What is a schema?

In programming languages usually the concept of schemas and the representation of the following data is not separated. But what is a schema exactly?

The way I interpret schemas is the concept of logical data structure without actual data representation/realization.

Meaning that

struct foo {
  int32_t a;
  float b;
};

does two things. For one it describes that the struct foo contains two members a and b of the types int32_t and float. But at the same time it already is decided how the data layout looks like. It's impossible to represent it in two layouts. It also is very unhandy to write efficient reflective algorithms for these types.

A solution for this is to use templating with empty structs to describe a layout. Like so.

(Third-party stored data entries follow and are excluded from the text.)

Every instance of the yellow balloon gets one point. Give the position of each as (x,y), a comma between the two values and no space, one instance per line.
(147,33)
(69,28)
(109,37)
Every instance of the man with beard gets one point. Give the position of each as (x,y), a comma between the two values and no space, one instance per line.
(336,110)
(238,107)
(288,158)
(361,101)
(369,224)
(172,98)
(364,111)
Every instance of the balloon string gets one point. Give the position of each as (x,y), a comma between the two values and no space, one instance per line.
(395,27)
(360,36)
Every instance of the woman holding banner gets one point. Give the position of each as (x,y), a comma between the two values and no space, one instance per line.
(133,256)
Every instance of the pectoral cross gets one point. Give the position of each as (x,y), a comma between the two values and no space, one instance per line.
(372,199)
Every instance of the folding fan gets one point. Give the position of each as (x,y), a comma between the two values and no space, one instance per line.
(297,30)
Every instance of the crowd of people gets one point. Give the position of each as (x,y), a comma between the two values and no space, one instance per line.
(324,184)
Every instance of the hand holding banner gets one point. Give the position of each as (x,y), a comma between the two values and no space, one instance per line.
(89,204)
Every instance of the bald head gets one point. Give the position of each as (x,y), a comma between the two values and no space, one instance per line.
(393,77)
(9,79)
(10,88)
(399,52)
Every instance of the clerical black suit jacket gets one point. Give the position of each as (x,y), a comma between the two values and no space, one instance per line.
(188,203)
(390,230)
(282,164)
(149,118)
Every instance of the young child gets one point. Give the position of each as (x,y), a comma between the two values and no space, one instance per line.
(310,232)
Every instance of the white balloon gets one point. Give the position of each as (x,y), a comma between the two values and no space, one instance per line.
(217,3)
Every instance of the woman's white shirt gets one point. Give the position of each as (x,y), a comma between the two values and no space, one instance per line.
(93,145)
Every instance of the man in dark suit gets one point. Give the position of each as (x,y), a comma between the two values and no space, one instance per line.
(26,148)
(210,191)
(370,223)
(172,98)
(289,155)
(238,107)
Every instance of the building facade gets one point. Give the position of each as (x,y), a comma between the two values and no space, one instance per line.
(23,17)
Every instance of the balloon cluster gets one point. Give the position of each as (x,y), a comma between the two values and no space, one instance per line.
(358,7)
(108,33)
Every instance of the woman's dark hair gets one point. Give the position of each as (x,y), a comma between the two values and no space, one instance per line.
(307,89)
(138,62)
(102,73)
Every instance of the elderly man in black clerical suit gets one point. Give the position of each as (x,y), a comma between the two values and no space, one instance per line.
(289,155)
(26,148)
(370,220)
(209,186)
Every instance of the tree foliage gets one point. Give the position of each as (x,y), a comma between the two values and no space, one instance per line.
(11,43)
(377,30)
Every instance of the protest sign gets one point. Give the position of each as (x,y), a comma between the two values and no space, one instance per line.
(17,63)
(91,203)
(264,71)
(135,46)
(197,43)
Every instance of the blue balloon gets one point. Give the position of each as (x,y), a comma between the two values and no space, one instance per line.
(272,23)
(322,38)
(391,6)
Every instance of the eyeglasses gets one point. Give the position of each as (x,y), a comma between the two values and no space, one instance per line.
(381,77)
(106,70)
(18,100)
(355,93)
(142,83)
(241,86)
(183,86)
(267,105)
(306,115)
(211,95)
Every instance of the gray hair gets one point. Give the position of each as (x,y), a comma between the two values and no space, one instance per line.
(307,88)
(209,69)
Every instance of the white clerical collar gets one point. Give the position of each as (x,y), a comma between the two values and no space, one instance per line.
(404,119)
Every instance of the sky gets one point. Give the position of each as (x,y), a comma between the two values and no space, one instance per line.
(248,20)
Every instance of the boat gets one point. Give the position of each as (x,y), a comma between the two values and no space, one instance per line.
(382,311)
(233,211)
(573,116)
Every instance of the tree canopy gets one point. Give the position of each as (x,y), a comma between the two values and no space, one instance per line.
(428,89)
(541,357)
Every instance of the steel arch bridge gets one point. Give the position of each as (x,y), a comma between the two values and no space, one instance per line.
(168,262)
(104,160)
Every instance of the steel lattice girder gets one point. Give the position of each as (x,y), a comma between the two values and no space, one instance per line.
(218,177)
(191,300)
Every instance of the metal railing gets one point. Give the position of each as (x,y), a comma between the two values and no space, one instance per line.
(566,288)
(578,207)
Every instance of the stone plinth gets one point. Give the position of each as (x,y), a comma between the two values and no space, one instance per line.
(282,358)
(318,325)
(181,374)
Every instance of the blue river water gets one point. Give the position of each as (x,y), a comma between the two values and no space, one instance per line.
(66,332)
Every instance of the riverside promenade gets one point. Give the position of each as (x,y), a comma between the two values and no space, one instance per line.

template<typename T, uint64_t N>
struct Primitive {};

struct SignedInteger{};
struct FloatingPoint{};

using Int32 = Primitive<SignedInteger, 4>;
using Float32 = Primitive<FloatingPoint,4>;

template<typename V, string_literal K>
struct Member {};

template<typename... Members>
struct Struct {};

using Foo = Struct<
 Member<Int32, "a">,
 Member<Float32, "b">
>;

Here we have no storage at all. To separate different data layouts we introduce encoding struct guides as well.

struct Native {};
struct CustomFastEncoding {};

Then we introduce the actual storage of those

template<typename Schema, typename Encoding>
class data;

template<typename... Values, string_literal... Keys>
class data<Struct<Member<Values, Keys>..., Native> {
private:
 std::tuple<data<Values,Native>...> values_;
public:
 // deduce type with some template magic
 template<string_literal K>
 auto& get();
};

template<typename T, uint64_t N>
class data<Primitive<T,N>, Native> {
private:
 typename native_data_type<Primitive<T,N>>::type value_;
public:
 // Add getters and setters etc.
};

template<typename T, uint64_t N>
class data<Primitive<T,N>, CustomFastEncoding> {
private:
 std::shared_ptr<std::vector<uint8_t>> data_;
 uint64_t shift_;
public:

};

I know that the C++ abstract machine basically stops me using the CustomFastEncoding since C++ requires any type I write or read to be the type it has been initialized as, but as of now I'm waiting for the relevant standard proposal to go through to be able to use this kind of approach safely. And for now the compilers happily manipulate void data without a hitch.